Extended lab development measured in stops: compensates underexposure while raising grain and contrast — often used deliberately as a texture tool.
Push-processing significa: o filme é revelado no laboratório por mais tempo do que o padrão prevê, medido em passos de diafragma. Um push de um stop compensa um stop de subexposição — de um 500T torna-se praticamente um 1000. O preço: mais grão, mais contraste, cores ligeiramente deslocadas. Exatamente esse preço é hoje frequentemente o motivo para o push.
Dois motivos
O motivo clássico é a necessidade — pouca luz, filme lento demais. O motivo estético domina hoje: uma imagem propositalmente granulada. O oposto é o pull-processing (revelar mais curto): menos contraste, grão mais fino, salvação em caso de superexposição.
Uso na prática
O push é feito por rolo, não por cena — a decisão é tomada durante a filmagem e vai do relatório da câmera para o laboratório. Faixa usual: +1/2 a +2 stops. A partir de +2, as sombras ficam densas e os tons de pele ficam duros. Laboratórios cobram um adicional por rolo para o push.
Dicas práticas
- Testar antes: revelar a mesma cena em revelação normal e push — grão e contraste reagem de forma significativamente diferente dependendo do filme (500T tolera push mais gentilmente do que 50D).

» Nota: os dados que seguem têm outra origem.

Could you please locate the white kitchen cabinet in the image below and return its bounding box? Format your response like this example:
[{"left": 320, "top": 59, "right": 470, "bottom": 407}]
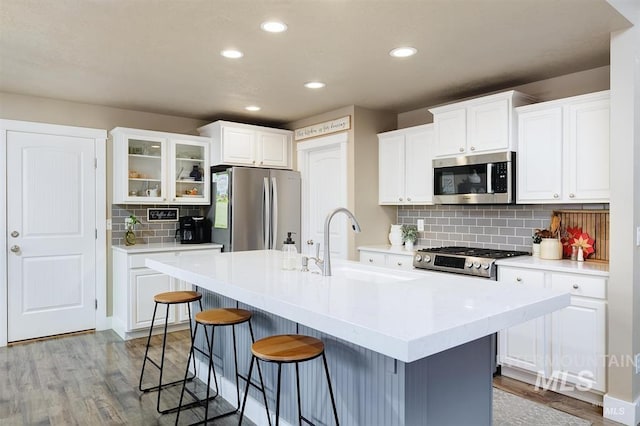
[
  {"left": 110, "top": 127, "right": 211, "bottom": 204},
  {"left": 360, "top": 249, "right": 413, "bottom": 269},
  {"left": 198, "top": 121, "right": 293, "bottom": 169},
  {"left": 429, "top": 90, "right": 533, "bottom": 157},
  {"left": 498, "top": 266, "right": 607, "bottom": 393},
  {"left": 498, "top": 267, "right": 549, "bottom": 376},
  {"left": 516, "top": 91, "right": 609, "bottom": 204},
  {"left": 378, "top": 124, "right": 433, "bottom": 205},
  {"left": 112, "top": 244, "right": 221, "bottom": 339}
]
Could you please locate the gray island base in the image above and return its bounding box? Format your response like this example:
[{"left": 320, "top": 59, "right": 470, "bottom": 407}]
[
  {"left": 197, "top": 288, "right": 492, "bottom": 426},
  {"left": 145, "top": 250, "right": 570, "bottom": 426}
]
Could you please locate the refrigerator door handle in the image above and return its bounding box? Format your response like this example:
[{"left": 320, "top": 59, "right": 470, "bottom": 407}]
[
  {"left": 270, "top": 177, "right": 278, "bottom": 250},
  {"left": 262, "top": 177, "right": 271, "bottom": 250}
]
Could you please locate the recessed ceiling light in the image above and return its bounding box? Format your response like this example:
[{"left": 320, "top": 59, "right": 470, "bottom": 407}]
[
  {"left": 304, "top": 81, "right": 326, "bottom": 89},
  {"left": 220, "top": 49, "right": 244, "bottom": 59},
  {"left": 260, "top": 21, "right": 287, "bottom": 33},
  {"left": 389, "top": 46, "right": 418, "bottom": 58}
]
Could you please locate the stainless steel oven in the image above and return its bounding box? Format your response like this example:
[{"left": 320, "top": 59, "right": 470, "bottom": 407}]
[{"left": 433, "top": 152, "right": 516, "bottom": 204}]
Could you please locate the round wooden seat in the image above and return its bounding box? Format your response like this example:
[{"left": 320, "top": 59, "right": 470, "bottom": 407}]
[
  {"left": 196, "top": 308, "right": 251, "bottom": 325},
  {"left": 251, "top": 334, "right": 324, "bottom": 362},
  {"left": 153, "top": 291, "right": 202, "bottom": 305}
]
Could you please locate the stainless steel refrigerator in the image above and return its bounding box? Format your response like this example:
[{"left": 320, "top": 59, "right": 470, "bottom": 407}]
[{"left": 207, "top": 167, "right": 301, "bottom": 252}]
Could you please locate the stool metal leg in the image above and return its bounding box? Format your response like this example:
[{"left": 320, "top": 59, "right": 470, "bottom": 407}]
[
  {"left": 322, "top": 351, "right": 340, "bottom": 426},
  {"left": 138, "top": 302, "right": 158, "bottom": 392}
]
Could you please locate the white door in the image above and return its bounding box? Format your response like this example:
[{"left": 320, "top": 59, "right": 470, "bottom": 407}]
[
  {"left": 298, "top": 133, "right": 348, "bottom": 259},
  {"left": 6, "top": 131, "right": 97, "bottom": 342}
]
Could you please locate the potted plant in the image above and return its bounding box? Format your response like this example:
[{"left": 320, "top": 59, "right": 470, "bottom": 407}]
[
  {"left": 124, "top": 214, "right": 140, "bottom": 246},
  {"left": 402, "top": 225, "right": 418, "bottom": 251}
]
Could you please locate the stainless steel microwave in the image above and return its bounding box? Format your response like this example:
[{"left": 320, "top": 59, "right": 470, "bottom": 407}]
[{"left": 433, "top": 152, "right": 516, "bottom": 204}]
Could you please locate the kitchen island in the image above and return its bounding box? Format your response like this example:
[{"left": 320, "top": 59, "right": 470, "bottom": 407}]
[{"left": 146, "top": 251, "right": 569, "bottom": 425}]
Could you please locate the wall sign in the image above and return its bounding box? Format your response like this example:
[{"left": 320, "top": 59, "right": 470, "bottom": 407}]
[
  {"left": 147, "top": 208, "right": 179, "bottom": 222},
  {"left": 294, "top": 115, "right": 351, "bottom": 141}
]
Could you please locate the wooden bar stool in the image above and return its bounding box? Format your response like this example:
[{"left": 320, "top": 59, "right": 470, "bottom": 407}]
[
  {"left": 138, "top": 291, "right": 202, "bottom": 414},
  {"left": 238, "top": 334, "right": 340, "bottom": 426},
  {"left": 176, "top": 308, "right": 271, "bottom": 426}
]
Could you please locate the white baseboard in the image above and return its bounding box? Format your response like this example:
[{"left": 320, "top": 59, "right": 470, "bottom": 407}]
[
  {"left": 196, "top": 360, "right": 293, "bottom": 426},
  {"left": 603, "top": 395, "right": 640, "bottom": 426}
]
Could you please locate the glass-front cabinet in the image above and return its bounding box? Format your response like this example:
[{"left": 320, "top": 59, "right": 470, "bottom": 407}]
[{"left": 110, "top": 127, "right": 210, "bottom": 204}]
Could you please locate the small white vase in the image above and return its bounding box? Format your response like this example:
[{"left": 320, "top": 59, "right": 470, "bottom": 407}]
[
  {"left": 389, "top": 225, "right": 402, "bottom": 246},
  {"left": 540, "top": 238, "right": 562, "bottom": 260},
  {"left": 531, "top": 243, "right": 540, "bottom": 257}
]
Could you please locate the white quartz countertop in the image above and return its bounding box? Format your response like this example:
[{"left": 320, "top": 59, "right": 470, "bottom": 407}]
[
  {"left": 112, "top": 243, "right": 222, "bottom": 254},
  {"left": 496, "top": 256, "right": 609, "bottom": 277},
  {"left": 146, "top": 250, "right": 570, "bottom": 362},
  {"left": 358, "top": 244, "right": 423, "bottom": 256}
]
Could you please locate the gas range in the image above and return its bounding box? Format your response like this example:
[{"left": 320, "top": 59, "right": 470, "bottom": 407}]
[{"left": 413, "top": 247, "right": 529, "bottom": 280}]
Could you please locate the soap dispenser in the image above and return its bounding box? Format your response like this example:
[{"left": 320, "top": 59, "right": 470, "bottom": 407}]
[{"left": 282, "top": 232, "right": 298, "bottom": 271}]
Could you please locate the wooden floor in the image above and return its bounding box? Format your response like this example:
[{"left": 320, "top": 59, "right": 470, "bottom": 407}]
[
  {"left": 0, "top": 331, "right": 252, "bottom": 426},
  {"left": 493, "top": 376, "right": 620, "bottom": 426},
  {"left": 0, "top": 331, "right": 618, "bottom": 426}
]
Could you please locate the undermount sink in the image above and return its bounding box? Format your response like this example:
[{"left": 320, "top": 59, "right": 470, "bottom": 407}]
[{"left": 331, "top": 264, "right": 423, "bottom": 284}]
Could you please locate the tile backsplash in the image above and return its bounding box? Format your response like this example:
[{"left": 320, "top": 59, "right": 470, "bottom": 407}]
[
  {"left": 398, "top": 204, "right": 609, "bottom": 252},
  {"left": 111, "top": 204, "right": 208, "bottom": 246}
]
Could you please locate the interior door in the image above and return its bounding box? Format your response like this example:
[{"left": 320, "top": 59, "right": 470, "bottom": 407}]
[
  {"left": 298, "top": 133, "right": 348, "bottom": 259},
  {"left": 7, "top": 131, "right": 97, "bottom": 342}
]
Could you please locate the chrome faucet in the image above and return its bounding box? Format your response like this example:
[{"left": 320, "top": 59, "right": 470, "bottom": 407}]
[{"left": 314, "top": 207, "right": 360, "bottom": 277}]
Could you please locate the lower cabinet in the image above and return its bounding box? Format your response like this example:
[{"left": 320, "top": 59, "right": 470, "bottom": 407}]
[
  {"left": 360, "top": 249, "right": 413, "bottom": 269},
  {"left": 498, "top": 266, "right": 607, "bottom": 393},
  {"left": 113, "top": 248, "right": 220, "bottom": 339}
]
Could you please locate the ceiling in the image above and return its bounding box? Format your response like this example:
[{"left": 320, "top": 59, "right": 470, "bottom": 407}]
[{"left": 0, "top": 0, "right": 629, "bottom": 124}]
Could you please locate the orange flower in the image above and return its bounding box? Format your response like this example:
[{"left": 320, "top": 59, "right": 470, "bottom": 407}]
[{"left": 571, "top": 232, "right": 595, "bottom": 257}]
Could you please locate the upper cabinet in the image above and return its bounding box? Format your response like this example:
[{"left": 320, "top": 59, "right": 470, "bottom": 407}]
[
  {"left": 516, "top": 91, "right": 609, "bottom": 204},
  {"left": 429, "top": 90, "right": 533, "bottom": 157},
  {"left": 110, "top": 127, "right": 211, "bottom": 204},
  {"left": 198, "top": 121, "right": 293, "bottom": 169},
  {"left": 378, "top": 124, "right": 434, "bottom": 205}
]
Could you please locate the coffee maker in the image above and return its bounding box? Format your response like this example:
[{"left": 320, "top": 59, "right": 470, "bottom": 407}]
[{"left": 176, "top": 216, "right": 211, "bottom": 244}]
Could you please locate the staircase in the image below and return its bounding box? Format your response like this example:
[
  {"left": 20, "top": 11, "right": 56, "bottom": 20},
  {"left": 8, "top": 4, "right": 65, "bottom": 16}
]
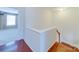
[{"left": 48, "top": 30, "right": 79, "bottom": 52}]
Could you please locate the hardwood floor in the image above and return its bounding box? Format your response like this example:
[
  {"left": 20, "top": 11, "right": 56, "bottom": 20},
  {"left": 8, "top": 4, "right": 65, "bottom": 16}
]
[{"left": 48, "top": 42, "right": 79, "bottom": 52}]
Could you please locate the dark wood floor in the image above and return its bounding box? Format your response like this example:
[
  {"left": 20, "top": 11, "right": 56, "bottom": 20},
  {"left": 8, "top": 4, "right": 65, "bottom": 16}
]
[
  {"left": 0, "top": 39, "right": 79, "bottom": 52},
  {"left": 48, "top": 42, "right": 79, "bottom": 52}
]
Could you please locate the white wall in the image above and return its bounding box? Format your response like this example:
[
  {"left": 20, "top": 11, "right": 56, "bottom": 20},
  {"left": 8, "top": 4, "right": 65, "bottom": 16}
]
[
  {"left": 0, "top": 7, "right": 24, "bottom": 43},
  {"left": 25, "top": 7, "right": 79, "bottom": 51}
]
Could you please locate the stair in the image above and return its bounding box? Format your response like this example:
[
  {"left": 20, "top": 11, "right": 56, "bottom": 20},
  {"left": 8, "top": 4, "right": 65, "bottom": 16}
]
[{"left": 48, "top": 42, "right": 79, "bottom": 52}]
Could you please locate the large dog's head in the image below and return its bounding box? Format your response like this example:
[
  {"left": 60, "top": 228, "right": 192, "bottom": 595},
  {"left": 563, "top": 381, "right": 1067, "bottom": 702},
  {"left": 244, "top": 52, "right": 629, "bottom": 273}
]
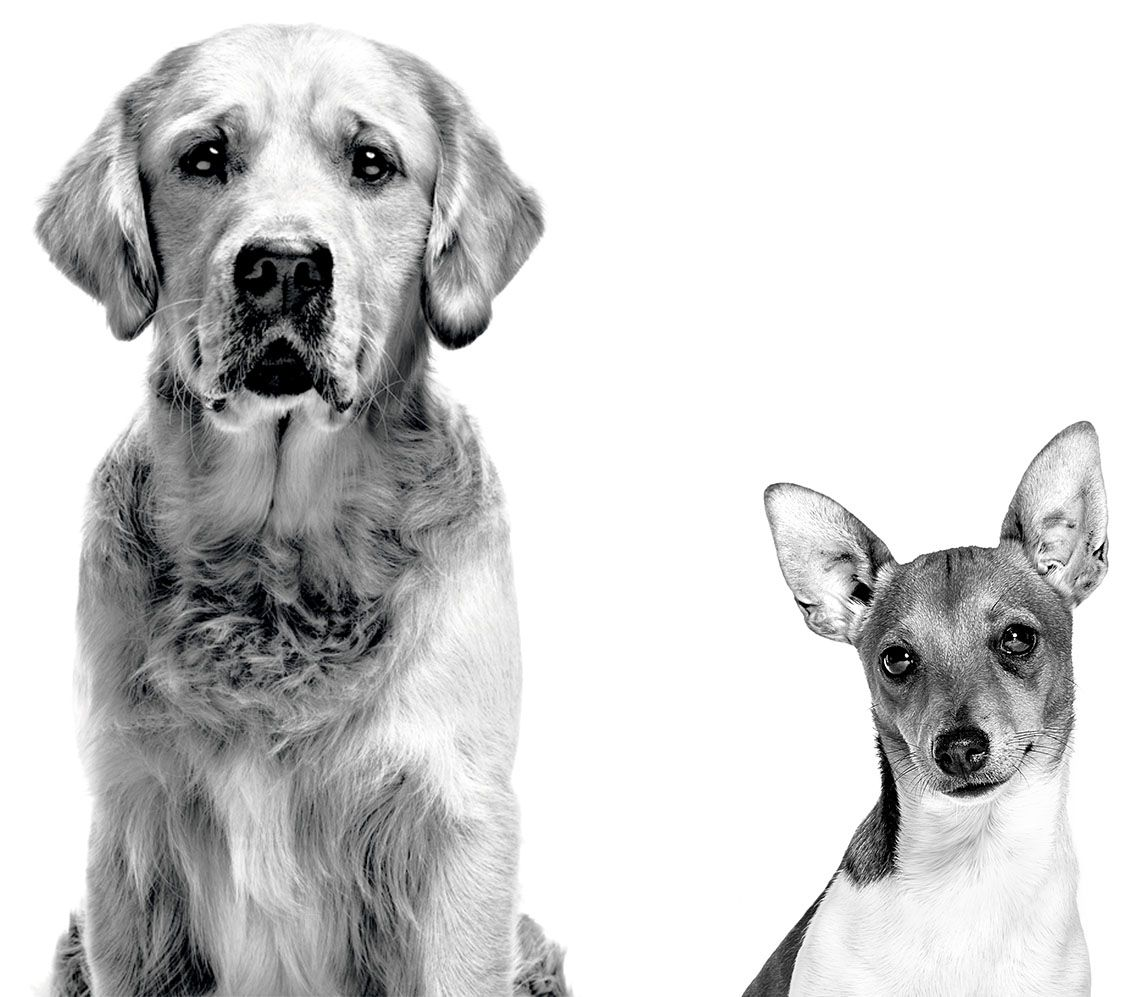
[{"left": 38, "top": 26, "right": 542, "bottom": 428}]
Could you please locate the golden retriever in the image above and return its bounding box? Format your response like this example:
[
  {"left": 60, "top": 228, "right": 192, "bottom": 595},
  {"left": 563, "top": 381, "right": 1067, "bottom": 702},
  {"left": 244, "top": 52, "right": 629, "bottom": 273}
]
[{"left": 38, "top": 26, "right": 566, "bottom": 997}]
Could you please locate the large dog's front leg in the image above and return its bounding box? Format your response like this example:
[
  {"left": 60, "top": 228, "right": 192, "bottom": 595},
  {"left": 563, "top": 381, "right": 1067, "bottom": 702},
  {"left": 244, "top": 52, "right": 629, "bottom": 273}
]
[
  {"left": 419, "top": 801, "right": 518, "bottom": 997},
  {"left": 353, "top": 787, "right": 518, "bottom": 997},
  {"left": 83, "top": 803, "right": 215, "bottom": 997}
]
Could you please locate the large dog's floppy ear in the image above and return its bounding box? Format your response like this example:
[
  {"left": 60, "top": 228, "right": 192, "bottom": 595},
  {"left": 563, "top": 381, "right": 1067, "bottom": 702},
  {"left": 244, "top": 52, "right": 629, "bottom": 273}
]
[
  {"left": 35, "top": 81, "right": 159, "bottom": 339},
  {"left": 764, "top": 485, "right": 895, "bottom": 643},
  {"left": 420, "top": 75, "right": 543, "bottom": 349},
  {"left": 1001, "top": 422, "right": 1109, "bottom": 606}
]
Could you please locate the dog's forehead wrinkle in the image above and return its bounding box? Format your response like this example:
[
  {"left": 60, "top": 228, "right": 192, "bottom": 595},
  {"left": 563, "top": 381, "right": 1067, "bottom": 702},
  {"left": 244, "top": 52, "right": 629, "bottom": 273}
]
[{"left": 155, "top": 26, "right": 436, "bottom": 169}]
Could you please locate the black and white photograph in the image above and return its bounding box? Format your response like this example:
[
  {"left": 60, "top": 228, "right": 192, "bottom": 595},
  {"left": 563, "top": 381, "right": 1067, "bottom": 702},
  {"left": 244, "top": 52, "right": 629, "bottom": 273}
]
[{"left": 0, "top": 0, "right": 1141, "bottom": 997}]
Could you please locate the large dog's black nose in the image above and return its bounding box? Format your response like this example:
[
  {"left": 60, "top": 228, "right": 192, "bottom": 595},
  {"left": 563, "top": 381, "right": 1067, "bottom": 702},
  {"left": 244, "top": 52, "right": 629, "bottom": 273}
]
[
  {"left": 234, "top": 242, "right": 333, "bottom": 317},
  {"left": 934, "top": 727, "right": 990, "bottom": 779}
]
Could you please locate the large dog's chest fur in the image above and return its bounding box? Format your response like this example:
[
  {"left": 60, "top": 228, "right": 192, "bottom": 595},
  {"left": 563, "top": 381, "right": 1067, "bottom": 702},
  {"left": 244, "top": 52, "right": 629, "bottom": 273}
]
[{"left": 146, "top": 529, "right": 415, "bottom": 719}]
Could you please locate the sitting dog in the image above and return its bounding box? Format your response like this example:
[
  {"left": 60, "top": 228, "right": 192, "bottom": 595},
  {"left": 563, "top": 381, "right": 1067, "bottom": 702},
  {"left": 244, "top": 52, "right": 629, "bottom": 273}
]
[
  {"left": 746, "top": 423, "right": 1108, "bottom": 997},
  {"left": 38, "top": 26, "right": 565, "bottom": 997}
]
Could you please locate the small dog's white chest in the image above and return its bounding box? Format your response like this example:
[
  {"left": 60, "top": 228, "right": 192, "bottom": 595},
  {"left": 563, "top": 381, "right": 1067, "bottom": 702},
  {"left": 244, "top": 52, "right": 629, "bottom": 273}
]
[
  {"left": 790, "top": 864, "right": 1089, "bottom": 997},
  {"left": 201, "top": 762, "right": 347, "bottom": 997}
]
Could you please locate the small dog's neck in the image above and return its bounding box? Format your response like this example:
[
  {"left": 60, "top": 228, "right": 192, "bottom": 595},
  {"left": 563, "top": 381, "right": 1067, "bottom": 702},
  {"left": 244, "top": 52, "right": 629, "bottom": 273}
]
[{"left": 895, "top": 760, "right": 1071, "bottom": 892}]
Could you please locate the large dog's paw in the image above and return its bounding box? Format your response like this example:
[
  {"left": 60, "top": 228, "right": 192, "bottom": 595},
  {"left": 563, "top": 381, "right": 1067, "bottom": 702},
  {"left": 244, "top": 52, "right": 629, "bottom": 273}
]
[{"left": 515, "top": 914, "right": 572, "bottom": 997}]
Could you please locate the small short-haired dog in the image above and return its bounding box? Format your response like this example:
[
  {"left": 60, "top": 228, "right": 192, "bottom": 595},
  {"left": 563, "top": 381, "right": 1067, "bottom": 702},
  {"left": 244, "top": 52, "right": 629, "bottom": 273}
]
[
  {"left": 746, "top": 422, "right": 1107, "bottom": 997},
  {"left": 38, "top": 26, "right": 564, "bottom": 997}
]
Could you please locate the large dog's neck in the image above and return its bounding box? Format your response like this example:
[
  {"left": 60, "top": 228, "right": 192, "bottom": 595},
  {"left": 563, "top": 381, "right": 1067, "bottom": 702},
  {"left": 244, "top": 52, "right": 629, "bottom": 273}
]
[{"left": 146, "top": 360, "right": 444, "bottom": 543}]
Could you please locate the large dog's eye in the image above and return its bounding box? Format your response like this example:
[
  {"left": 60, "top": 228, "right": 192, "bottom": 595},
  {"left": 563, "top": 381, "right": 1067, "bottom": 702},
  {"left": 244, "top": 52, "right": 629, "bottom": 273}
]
[
  {"left": 353, "top": 145, "right": 396, "bottom": 184},
  {"left": 998, "top": 623, "right": 1038, "bottom": 658},
  {"left": 178, "top": 140, "right": 226, "bottom": 181},
  {"left": 880, "top": 645, "right": 919, "bottom": 679}
]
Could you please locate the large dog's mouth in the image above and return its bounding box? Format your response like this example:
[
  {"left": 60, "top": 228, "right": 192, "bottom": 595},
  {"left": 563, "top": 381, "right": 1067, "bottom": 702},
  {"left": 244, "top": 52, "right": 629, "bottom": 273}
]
[{"left": 242, "top": 339, "right": 314, "bottom": 398}]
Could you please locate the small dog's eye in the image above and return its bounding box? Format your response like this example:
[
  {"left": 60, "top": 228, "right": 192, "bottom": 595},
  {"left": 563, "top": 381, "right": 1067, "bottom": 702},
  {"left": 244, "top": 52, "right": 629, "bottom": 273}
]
[
  {"left": 998, "top": 623, "right": 1038, "bottom": 658},
  {"left": 880, "top": 645, "right": 919, "bottom": 679},
  {"left": 353, "top": 145, "right": 396, "bottom": 184},
  {"left": 178, "top": 141, "right": 226, "bottom": 181}
]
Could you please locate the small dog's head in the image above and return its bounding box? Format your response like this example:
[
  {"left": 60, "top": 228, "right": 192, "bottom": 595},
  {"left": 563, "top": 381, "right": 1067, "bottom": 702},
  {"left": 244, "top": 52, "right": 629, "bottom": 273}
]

- Expor para as sombras, dar push para a textura — o push não substitui a exposição básica, ele intensifica o que está presente.
- Falar com o colorista cedo: material com push é corrigido de forma diferente (pretos mais densos, altas luzes que se aproximam mais cedo).
- Marcar rolos com push de forma inequívoca no relatório da câmera — um rolo com push acidentalmente revelado em modo normal fica um stop escuro demais.